Data

Predictors: body mass interacting with habitat, effect of >10 kg, (maybe) diet.

Read in data

mammal_bmr <- read.csv("data/bmr.csv") 

Notes

  • logbmr is the base-10 logarithm of the BMR in ml \(O_2\) per hour
  • Log.of.BMR is the base-10 logarithm of the BMR in kcal/day
  • Log.of.Mass or logmb is the base-10 logarithm of the mass in kg

Cleaning

Rename some variables and create species name from genus and species. (There is already a variable in the dataset Species.Name but just to be safe and 100% sure of consistency with the genus/species values that may be used in random effects models, building it here.)
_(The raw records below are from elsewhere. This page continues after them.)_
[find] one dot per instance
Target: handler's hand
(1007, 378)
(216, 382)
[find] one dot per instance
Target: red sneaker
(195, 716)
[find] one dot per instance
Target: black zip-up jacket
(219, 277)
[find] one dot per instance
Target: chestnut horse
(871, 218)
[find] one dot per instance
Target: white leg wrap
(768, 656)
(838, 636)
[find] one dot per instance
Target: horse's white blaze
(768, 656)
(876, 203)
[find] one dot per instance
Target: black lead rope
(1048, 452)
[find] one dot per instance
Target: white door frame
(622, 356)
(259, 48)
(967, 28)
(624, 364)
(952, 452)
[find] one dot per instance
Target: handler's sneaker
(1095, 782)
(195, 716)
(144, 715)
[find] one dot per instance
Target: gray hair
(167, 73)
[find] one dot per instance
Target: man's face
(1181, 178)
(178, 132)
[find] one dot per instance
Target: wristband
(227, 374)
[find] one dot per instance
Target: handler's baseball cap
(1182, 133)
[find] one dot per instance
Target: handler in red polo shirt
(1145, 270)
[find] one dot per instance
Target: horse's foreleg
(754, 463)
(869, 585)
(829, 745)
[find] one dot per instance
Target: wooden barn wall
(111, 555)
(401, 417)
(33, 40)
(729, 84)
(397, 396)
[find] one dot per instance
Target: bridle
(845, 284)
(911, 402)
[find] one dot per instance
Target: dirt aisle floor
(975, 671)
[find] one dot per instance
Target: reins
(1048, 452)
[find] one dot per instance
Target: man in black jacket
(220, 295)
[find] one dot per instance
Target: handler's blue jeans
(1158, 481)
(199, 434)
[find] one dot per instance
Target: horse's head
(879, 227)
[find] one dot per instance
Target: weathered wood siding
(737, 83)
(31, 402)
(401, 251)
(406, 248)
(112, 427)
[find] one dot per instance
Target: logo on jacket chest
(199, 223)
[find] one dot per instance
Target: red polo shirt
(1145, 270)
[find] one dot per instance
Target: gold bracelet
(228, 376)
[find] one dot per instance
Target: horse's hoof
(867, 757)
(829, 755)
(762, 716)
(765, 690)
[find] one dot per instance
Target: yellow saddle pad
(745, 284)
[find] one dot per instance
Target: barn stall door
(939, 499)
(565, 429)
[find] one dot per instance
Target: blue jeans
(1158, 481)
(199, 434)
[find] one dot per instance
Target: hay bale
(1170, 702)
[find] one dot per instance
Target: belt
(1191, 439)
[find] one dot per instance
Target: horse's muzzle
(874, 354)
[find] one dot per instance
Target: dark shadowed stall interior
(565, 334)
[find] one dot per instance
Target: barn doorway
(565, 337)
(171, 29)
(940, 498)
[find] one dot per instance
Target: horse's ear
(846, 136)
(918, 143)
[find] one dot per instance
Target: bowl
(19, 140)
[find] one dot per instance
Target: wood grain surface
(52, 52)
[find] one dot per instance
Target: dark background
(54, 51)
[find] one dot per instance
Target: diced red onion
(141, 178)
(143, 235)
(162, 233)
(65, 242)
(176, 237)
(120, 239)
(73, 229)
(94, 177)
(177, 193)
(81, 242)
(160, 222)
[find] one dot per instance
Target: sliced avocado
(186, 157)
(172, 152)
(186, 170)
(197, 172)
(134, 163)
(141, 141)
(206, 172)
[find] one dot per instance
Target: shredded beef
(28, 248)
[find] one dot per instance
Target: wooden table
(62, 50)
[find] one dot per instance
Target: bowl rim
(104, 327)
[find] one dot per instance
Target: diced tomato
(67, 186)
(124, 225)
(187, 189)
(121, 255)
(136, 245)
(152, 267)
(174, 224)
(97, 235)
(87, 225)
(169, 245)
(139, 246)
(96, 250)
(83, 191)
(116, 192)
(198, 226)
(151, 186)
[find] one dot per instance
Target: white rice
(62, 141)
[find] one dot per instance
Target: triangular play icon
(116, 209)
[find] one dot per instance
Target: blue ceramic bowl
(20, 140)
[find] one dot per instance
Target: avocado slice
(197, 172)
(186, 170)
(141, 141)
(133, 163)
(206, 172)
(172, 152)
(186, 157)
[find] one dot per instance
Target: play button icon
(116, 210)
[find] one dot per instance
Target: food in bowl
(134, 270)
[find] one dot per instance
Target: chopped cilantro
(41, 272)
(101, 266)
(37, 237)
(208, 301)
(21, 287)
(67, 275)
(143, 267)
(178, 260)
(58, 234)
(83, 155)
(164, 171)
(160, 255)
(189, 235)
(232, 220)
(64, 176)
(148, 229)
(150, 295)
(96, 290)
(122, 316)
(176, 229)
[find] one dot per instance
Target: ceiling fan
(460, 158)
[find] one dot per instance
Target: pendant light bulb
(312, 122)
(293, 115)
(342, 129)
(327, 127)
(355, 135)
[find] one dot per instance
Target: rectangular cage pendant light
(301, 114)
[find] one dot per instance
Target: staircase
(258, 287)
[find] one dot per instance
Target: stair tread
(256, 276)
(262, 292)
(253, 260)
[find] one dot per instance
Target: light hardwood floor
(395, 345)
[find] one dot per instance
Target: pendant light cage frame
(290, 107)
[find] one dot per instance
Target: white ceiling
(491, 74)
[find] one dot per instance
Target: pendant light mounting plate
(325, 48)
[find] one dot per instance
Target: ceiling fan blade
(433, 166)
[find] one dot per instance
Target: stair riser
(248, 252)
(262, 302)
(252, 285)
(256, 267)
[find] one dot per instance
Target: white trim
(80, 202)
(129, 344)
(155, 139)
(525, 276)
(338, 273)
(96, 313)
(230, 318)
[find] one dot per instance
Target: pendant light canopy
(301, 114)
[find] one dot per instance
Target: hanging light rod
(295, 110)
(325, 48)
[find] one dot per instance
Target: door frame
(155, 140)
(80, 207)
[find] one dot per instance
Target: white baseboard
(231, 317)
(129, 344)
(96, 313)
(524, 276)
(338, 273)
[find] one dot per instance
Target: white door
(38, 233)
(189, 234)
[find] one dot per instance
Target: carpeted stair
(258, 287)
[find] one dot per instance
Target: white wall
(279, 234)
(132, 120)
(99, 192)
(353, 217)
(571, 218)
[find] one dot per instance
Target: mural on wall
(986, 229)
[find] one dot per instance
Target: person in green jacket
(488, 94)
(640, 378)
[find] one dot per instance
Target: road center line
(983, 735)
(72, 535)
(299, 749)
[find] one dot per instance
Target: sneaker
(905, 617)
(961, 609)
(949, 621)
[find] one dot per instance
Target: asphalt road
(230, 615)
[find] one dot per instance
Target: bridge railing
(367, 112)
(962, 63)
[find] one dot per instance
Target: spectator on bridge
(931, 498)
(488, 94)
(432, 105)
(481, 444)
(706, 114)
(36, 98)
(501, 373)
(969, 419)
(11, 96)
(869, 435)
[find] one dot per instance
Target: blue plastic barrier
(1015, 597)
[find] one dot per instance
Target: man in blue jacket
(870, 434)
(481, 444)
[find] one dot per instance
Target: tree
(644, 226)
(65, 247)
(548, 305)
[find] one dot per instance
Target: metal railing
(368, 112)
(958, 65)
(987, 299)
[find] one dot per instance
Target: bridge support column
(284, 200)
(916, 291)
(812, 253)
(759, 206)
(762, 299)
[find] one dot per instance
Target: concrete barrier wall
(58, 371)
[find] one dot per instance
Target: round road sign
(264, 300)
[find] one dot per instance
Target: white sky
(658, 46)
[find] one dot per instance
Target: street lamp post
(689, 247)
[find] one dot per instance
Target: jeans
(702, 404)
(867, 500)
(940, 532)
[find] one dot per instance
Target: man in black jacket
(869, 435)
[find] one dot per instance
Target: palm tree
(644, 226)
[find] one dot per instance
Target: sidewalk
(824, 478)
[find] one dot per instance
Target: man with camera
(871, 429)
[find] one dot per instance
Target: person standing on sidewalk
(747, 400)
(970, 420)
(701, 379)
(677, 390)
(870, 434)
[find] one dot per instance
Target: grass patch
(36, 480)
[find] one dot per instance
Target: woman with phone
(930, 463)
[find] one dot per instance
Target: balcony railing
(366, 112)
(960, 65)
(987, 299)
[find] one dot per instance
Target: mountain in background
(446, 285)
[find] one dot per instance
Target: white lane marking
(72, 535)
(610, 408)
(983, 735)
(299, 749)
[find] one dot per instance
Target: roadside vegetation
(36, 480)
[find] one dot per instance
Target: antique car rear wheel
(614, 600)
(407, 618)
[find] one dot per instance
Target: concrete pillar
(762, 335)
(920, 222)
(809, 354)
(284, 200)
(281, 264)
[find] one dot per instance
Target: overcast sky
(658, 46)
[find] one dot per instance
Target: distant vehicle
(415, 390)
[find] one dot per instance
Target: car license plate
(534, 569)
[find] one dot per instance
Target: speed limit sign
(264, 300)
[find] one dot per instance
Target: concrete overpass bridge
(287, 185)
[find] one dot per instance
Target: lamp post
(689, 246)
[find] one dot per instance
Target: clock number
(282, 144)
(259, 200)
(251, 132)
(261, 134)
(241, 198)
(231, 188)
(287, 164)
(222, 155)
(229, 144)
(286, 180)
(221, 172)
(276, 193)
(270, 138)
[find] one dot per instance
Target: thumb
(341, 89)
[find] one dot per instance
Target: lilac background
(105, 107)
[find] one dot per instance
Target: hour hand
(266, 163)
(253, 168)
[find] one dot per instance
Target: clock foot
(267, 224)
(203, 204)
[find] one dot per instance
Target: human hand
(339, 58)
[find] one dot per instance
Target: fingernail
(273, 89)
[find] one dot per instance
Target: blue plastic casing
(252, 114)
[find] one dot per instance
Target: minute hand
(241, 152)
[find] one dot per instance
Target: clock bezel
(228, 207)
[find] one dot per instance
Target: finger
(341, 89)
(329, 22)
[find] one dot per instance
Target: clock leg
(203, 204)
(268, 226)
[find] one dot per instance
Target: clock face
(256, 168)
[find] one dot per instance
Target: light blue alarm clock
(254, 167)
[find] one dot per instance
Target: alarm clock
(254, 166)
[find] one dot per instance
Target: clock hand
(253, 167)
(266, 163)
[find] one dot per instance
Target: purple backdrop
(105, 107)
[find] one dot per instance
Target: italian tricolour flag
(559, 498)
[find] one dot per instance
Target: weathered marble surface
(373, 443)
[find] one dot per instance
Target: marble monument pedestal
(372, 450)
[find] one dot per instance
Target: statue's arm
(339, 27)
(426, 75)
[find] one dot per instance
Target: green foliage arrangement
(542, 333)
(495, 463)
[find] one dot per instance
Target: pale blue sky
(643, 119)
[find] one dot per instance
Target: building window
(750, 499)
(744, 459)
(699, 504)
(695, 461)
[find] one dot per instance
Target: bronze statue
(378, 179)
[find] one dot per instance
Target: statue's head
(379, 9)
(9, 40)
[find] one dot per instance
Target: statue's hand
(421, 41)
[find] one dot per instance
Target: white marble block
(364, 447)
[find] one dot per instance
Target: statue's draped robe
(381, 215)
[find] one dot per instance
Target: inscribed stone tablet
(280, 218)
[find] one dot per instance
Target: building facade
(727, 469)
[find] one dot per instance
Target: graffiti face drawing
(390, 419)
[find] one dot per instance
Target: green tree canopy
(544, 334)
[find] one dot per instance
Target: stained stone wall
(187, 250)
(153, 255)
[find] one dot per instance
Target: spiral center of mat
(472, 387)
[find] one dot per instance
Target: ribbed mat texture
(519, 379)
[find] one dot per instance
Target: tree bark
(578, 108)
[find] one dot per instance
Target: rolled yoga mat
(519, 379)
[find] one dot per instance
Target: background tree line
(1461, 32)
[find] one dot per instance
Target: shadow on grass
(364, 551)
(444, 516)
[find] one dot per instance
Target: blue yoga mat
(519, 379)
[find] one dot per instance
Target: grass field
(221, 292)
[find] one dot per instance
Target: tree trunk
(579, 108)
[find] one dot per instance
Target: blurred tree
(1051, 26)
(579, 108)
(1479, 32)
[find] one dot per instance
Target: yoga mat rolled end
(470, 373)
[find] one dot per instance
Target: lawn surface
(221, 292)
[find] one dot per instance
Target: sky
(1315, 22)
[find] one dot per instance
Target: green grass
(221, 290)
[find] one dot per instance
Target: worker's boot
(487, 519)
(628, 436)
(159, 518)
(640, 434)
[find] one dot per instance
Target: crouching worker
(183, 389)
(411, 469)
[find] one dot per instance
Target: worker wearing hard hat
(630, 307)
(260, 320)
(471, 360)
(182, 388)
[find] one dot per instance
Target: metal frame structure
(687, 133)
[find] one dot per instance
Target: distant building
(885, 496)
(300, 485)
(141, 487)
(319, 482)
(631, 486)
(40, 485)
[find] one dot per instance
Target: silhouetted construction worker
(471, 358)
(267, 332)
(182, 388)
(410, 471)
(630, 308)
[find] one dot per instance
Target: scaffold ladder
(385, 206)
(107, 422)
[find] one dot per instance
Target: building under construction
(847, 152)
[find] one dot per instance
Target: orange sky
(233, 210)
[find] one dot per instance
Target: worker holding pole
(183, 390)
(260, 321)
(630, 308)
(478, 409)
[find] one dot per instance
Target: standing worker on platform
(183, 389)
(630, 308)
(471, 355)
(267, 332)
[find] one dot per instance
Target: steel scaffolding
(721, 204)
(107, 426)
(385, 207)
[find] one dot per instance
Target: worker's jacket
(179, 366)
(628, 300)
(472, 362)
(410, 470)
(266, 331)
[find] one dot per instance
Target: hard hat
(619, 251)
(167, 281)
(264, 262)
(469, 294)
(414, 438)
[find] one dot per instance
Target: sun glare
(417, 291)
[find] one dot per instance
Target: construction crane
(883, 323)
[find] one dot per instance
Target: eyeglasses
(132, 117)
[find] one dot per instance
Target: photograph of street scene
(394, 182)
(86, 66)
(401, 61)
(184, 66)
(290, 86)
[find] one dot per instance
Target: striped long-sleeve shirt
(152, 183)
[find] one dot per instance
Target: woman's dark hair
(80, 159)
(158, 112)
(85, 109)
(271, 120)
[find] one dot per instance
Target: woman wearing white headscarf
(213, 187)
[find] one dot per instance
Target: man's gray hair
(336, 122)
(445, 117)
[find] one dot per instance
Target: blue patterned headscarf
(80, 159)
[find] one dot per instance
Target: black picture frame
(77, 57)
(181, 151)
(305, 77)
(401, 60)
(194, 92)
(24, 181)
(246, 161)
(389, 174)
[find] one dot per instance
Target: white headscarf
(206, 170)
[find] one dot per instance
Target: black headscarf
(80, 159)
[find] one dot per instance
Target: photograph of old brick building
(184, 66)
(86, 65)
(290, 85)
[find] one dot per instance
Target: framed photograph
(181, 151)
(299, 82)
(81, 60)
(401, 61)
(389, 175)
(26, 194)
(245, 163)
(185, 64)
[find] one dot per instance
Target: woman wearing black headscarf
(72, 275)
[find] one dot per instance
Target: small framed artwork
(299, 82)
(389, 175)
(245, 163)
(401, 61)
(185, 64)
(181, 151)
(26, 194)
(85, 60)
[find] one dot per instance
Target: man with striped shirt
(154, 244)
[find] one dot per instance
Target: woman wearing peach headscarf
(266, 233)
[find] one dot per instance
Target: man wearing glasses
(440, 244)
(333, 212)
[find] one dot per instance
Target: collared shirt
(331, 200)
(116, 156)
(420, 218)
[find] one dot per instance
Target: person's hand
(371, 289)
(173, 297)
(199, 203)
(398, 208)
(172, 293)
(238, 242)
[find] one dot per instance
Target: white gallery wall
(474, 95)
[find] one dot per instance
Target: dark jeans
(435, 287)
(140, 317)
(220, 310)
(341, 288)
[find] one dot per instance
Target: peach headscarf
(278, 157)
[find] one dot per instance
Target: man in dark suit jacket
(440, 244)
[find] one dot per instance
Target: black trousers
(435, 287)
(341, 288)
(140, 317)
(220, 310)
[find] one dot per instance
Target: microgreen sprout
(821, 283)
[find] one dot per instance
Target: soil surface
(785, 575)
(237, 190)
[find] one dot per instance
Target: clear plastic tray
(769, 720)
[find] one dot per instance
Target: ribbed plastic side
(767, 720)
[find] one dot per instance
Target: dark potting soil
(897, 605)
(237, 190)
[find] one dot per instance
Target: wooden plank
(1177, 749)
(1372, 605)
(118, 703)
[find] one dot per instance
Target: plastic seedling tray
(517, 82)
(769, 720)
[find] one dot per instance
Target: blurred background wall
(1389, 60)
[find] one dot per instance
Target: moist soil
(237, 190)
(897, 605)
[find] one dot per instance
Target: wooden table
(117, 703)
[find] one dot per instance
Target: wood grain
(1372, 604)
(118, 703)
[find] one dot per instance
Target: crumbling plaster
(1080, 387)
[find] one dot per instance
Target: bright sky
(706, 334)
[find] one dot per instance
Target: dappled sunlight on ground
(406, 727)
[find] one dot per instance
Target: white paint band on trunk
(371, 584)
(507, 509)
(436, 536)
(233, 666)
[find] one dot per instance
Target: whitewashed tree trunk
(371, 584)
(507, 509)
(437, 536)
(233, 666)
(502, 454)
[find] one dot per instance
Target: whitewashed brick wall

mammal_bmr <- mammal_bmr %>%
  rename(source = Source,
         order = order.corrected,
        # n.animals = Number.of.Animals,
         mass.kg = body.mass..kg.) %>%
  mutate(order = str_to_title(order),
         genus = str_to_title(genus),
         animal = paste(genus, species),
         above.10kg = ifelse(mass.kg >= 10, 'Larger', 'Smaller'))

Keep only variables we will be using. And “factor” “chr” variables.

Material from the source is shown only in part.